Sunday Reflections

 

NO TIME TO WASTE
33rd Sunday Ordinary Time, Cycle C

1 Reading: Malachi 3:19-20a
Psalm: The Lord comes to rule the earth with justice.
2 Reading: 2 Thessalonians 3:7-12
Gospel: Luke 21:5-19

“It’s not the end of the world.” We use that phrase in many ways. Sometimes it’s meant to comfort—to reassure someone that what they’ve done isn’t as bad as it seems. But sometimes it’s used carelessly, even cruelly—especially when spoken to someone who has lost a loved one. Because for anyone who has faced such loss, the world has ended in a profound sense. When love dies—whether through separation or death—a whole universe collapses.

Human beings live in a physical world, and that world goes on, indifferent, when tragedy strikes. The sun still rises, clocks still tick, the seasons still turn. And yet, that can feel like a scandal, almost an insult, because for us something final has happened. As W. H. Auden laments in his poem Stop All the Clocks, when his beloved dies, time itself should stop. Everything should cease. It is the end of the world.

What this reveals is that our true world is not built of stones, stars, and seasons, but of people—those we love, those who give our lives shape and meaning. They are our world. And if we love God, that love—His for us, ours for Him—can reshape and transform our world beyond measure.

Yet human love is perilous. To love is to become vulnerable, to hand over our heart knowing it can be broken. “Better to have loved and lost than never to have loved at all,” we tell ourselves—but in the moment of loss, it can feel like the opposite is true.

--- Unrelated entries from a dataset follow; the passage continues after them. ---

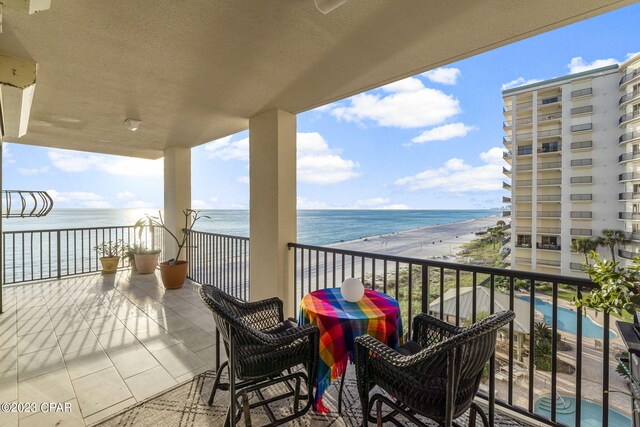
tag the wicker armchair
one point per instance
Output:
(437, 375)
(261, 348)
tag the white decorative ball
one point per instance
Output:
(352, 289)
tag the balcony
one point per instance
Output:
(629, 97)
(632, 75)
(628, 156)
(630, 136)
(581, 232)
(581, 92)
(581, 128)
(632, 216)
(626, 118)
(581, 197)
(581, 162)
(549, 117)
(629, 176)
(628, 196)
(550, 165)
(551, 133)
(581, 180)
(549, 182)
(581, 214)
(587, 109)
(581, 145)
(549, 198)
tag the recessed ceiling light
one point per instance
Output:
(132, 124)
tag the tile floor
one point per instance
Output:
(99, 343)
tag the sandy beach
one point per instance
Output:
(428, 242)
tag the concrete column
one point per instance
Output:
(177, 194)
(272, 179)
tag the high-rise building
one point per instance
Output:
(573, 146)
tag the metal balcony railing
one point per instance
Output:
(581, 92)
(628, 136)
(581, 144)
(582, 110)
(582, 127)
(629, 97)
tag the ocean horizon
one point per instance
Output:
(315, 226)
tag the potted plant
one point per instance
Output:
(110, 252)
(146, 259)
(129, 254)
(174, 271)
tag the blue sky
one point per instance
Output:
(432, 141)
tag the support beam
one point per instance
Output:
(272, 178)
(177, 193)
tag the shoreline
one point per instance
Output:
(430, 242)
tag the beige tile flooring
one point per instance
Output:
(100, 343)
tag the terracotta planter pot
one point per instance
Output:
(146, 263)
(109, 264)
(173, 276)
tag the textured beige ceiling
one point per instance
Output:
(196, 70)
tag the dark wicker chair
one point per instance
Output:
(437, 375)
(261, 348)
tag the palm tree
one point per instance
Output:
(584, 245)
(611, 238)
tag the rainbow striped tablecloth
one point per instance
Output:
(340, 322)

Better not to love, we think. Better to build walls than to open ourselves to that kind of pain.

Part of the difficulty is our confusion about love itself. We use the same word for the rush of passion and for the quiet, daily work of devotion—the steadfast choice to will another’s good. Bertrand Russell once wrote that, stopped at a traffic light, he suddenly realized he no longer loved his wife. But love is not a fleeting feeling that can vanish at a red light. True love, as Shakespeare reminds us, “alters not with his brief hours and weeks, but bears it out even to the edge of doom.”

And that is what Jesus is speaking about in today’s Gospel. At this time of year, the readings can sound ominous—they speak of the end of the world, of wars and earthquakes, of trials before kings. Yet Jesus’ constant refrain is this: Do not be afraid. “Not a hair on your head will be destroyed.”

How can we not be afraid, when He speaks of the end of all things? The answer is love. For those who live in God’s love, whose hearts rest secure in His unchanging care, the world will never truly end. Even when we falter, even when we betray or wound the ones who love us most, God’s love endures. If we return to Him, that love—steady, eternal, and sure—remakes our world again. And then, whatever happens, it will never really be the end of the world.